Why wait for coronavirus to take basic hygiene seriously?

What you need to know:

Too late? Why wait until some epidemic threatens our people then start running around talking about basic hygiene issues such as proper hand washing?

Suddenly, Health minister Dr Ruth Aceng is a star. She is everywhere, every day, busy dispensing wise words on TV and radio and in the newspapers. ‘Wash your hands like this like this,’ she says. ‘Sneeze like that like that,’ she adds. ‘And cough like this like this,’ she goes on and on.
Good work, good doctor. But tell me: Why should I listen to your words today when the world is groaning under a vicious attack by the coronavirus when you did not listen to me when I said the same words long before the pandemic reared its deadly head in China in December 2019? In the Daily Monitor of June 5, 2019, I published an article under the title, ‘Make healthcare number one campaign issue.’
I wrote: “We need to hear more voices on the benefits of disease-prevention, physical exercise, balanced diets and a good environment for maintaining good health. These are the things that many of our people in the countryside need to know about. I know this because I live in a village where there is no doctor; citizens seem to get by purely by chance.”
I quit Kampala in June 2017, and I have since lived in my rural home in Kumi District, so I know what I am talking about.
I wrote, further: “Let’s talk about ordinary things threatening the health of citizens. Let’s tell people not to share accommodation with livestock to prevent spread of zoonotic diseases. Tell people not to defecate in bushes to prevent diarrhoea, cholera and other infections. Tell people to boil drinking water to prevent typhoid.

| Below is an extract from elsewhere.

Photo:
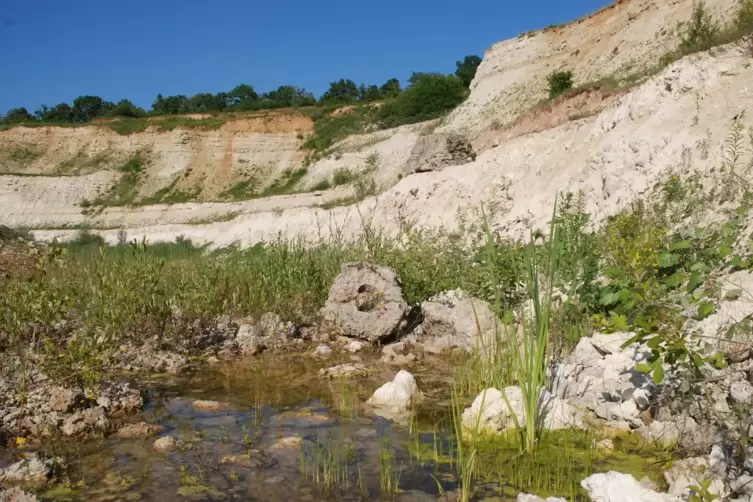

Teach people how to yawn, sneeze or cough in public to prevent spread of airborne diseases.”
There you have it. What Dr Aceng is saying now is what village health teams should have already been telling Ugandans on a daily basis. This has not been happening for the simple reason that we do not seem to have a Ministry of Health. We seem to have a ‘ministry of medicine’, without the medicine many of our people need to keep healthy.
The team Dr Aceng leads even seems to ignore the World Health Organisation’s declaration that health is “a state of physical, social and mental wellbeing, and not merely the absence of disease.”
When will these medics of ours rise to the occasion to recognise healthcare truly as efforts made to maintain or restore physical, mental or emotional wellbeing of our people as part of their daily routines? Why wait until some epidemic threatens our people then start running around talking about basic hygiene issues such as proper hand washing?
In my reckoning, the Ministry of Health is next in incompetence to Parliament, the largest gathering of busybodies in Uganda.
If MPs had any remote inclination to contribute meaningfully to proper healthcare in Uganda, they would, for example, pass laws against people who have no pit-latrines in their households. National toilet coverage in Uganda is less than 80 per cent, yet MPs shamelessly go to even homes without pit-latrines to seek votes!
With this kind of warped reasoning, Ugandans must brace for bleaker times ahead, virus or no virus.
Dr Akwap is a senior lecturer at Kumi University.